Adoption: Isolation, Challenges and Hope

Carrying daughter

(DGIwire)   All teenagers struggle with feelings of isolation and the challenge of creating a strong identity. But for teens from Asia, Africa and South America who are adopted by American families, the feelings are especially acute. Many of them feel their past prevents them from integrating fully into their new family and new culture. Some yearn to connect not only with their birth parents, but also with their racial or ethnic heritage.

It is a yearning on a soul-deep level. No matter how warm, supportive and loving their adoptive parents might be, many teenagers and young adults—even those who were adopted as infants—may never shake the feeling of having been “tossed out,” unwanted by their birth parents.

Nobody knows this inner, spiritual struggle better than Stephanie Fast. Biracial and born in South Korea during the Korean War, Stephanie was abandoned by her mother at age four and a half—left alone at a train station to fend for herself like a stray animal. After living on the streets for years, being abused and ultimately winding up near death on a garbage heap, Stephanie was miraculously rescued by a passing nurse who heard God speak to her and impel her to change her normal route home. That rescue was not the final one. Stephanie had to endure a few more years of agony until eventually, an American couple—both missionaries—saw something in her that even she could not see, and took her back to the U.S. with them to raise as their own.

In addition to having written an honest and compelling memoir, She Is Mine: A War Orphan’s Incredible Journey of Survival, Stephanie Fast is a global orphan advocate and a hands-on mentor for troubled post-adoptive teenagers and young adults. As she explains, “Many adopted teenagers—especially those who are of a different race than their adoptive parents—become deeply depressed. Deep down, they still feel unwanted, filled with self-hate.
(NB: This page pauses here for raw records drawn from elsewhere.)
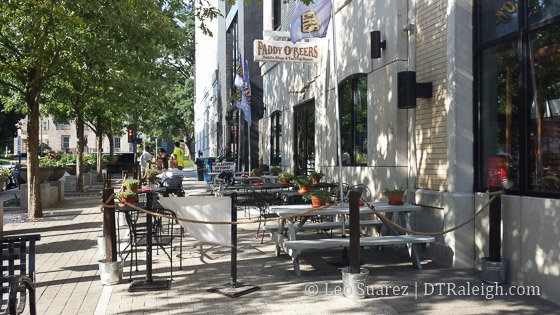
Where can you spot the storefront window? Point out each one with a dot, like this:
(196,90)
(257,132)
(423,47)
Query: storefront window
(499,116)
(353,112)
(544,127)
(275,138)
(519,98)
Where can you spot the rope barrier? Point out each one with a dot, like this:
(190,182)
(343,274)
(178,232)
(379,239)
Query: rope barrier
(385,219)
(104,204)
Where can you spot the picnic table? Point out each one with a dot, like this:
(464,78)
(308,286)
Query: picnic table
(293,246)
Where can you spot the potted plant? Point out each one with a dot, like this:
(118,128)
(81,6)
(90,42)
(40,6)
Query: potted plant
(304,184)
(274,171)
(316,177)
(131,184)
(264,167)
(285,177)
(256,172)
(126,196)
(394,195)
(318,197)
(151,173)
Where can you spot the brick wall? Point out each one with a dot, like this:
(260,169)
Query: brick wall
(431,117)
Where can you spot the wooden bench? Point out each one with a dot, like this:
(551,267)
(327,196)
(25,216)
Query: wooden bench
(295,247)
(325,225)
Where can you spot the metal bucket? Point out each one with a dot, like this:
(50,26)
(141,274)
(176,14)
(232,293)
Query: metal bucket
(354,285)
(101,247)
(110,272)
(494,271)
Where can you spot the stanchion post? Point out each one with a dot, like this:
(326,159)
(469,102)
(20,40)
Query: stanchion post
(149,199)
(495,231)
(109,228)
(354,213)
(233,281)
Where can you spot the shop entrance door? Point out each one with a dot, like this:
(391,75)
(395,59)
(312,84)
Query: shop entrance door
(304,138)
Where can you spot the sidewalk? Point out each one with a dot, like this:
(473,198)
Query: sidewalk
(68,279)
I have seen far too many turn to self-harm, substance abuse, even suicide attempts because they could not find relief for their aching souls. I listen to their stories and can offer them spirit-to-spirit healing because I truly know what they are going through—I, too, had to find my way home.”Stephanie has become an expert at recounting what her background means to her—and has meant to others. She is knowledgeable about the many resources available to help adopted children, teenagers, young adults and their families, and she can explain eloquently why she is desperately concerned about the plight of orphans here and abroad.

She is also able to convey how each of us is impacted, and what we can and must do about this deeply tragic situation.

With global upheaval more common than ever in the 21st century, the problem of adopted children’s welfare is ever more pressing. Stephanie Fast is working diligently to help young people who might otherwise feel unable to answer, “Who am I?”